Group E was one of eight groups of the preliminary round of the 2023 FIBA Basketball World Cup. It took place from 25 to 29 August 2023, and consisted of Australia, Finland, Germany, and Japan. Each team played each other once, for a total of three games per team, with all games played at the Okinawa Arena, Okinawa City, Japan. The top two teams advanced to the second round and the bottom two teams qualified for the classification rounds.

==Teams==

| Team | Qualification |  | Appearance |  |  | Best performance | WR |
| As | Date | Last | Total | Streak |
| Germany | European Group J top three | 11 November 2022 | 2019 | 7 | 2 | 3rd place (2002) | 11 |
| Finland | 28 August 2022 | 2014 | 2 | 1 | 22nd place (2014) | 24 |
| Australia | Asian Group F top three | 11 November 2022 | 2019 | 13 | 5 | 4th place (2019) | 3 |
| Japan | Host | 9 December 2017 | 6 | 2 | 11th place (1967) | 38 |

==Standings==

| Pos | Team | Pld | W | L | PF | PA | PD | Pts | Qualification |
| 1 | Germany | 3 | 3 | 0 | 267 | 220 | +47 | 6 | Second round |
| 2 | Australia | 3 | 2 | 1 | 289 | 246 | +43 | 5 |
| 3 | Japan (H) | 3 | 1 | 2 | 250 | 278 | −28 | 4 | 17th–32nd classification |
| 4 | Finland | 3 | 0 | 3 | 235 | 297 | −62 | 3 |

==Games==
All times are local (UTC+9).

===Finland vs. Australia===
This was the first competitive game between Finland and Australia.

===Germany vs. Japan===
This was the second game between Germany and Japan in the World Cup. The Germans won the first meeting in 2006, which was the last competitive game between the two teams.
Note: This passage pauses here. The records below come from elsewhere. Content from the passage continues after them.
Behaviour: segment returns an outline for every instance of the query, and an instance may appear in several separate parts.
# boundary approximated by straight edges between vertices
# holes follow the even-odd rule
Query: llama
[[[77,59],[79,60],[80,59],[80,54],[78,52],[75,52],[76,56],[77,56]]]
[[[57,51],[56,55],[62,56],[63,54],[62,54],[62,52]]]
===Australia vs. Germany===
This was the first game between Australia and Germany at the World Cup. The Australians won in the 2020 Olympics, which was the last competitive game between the two teams.

===Japan vs. Finland===
This was the first competitive game between Japan and Finland.

===Germany vs. Finland===
This was the first game between Germany and Finland in the World Cup. The Germans went 2–0 in their head-to-head matchups in the second round of the 2023 FIBA Basketball World Cup European Qualifiers.

===Australia vs. Japan===
This was the first game between Australia and Japan in the World Cup. The Australians went 2–0 in their head-to-head matchups in the first round of the 2023 FIBA Basketball World Cup Asian Qualifiers, while both teams had a 1–1 split in their head-to-head games in the 2019 qualification phase. The Australians also won in the quarter-finals of the 2022 FIBA Asia Cup, which was the last competitive game between the two teams.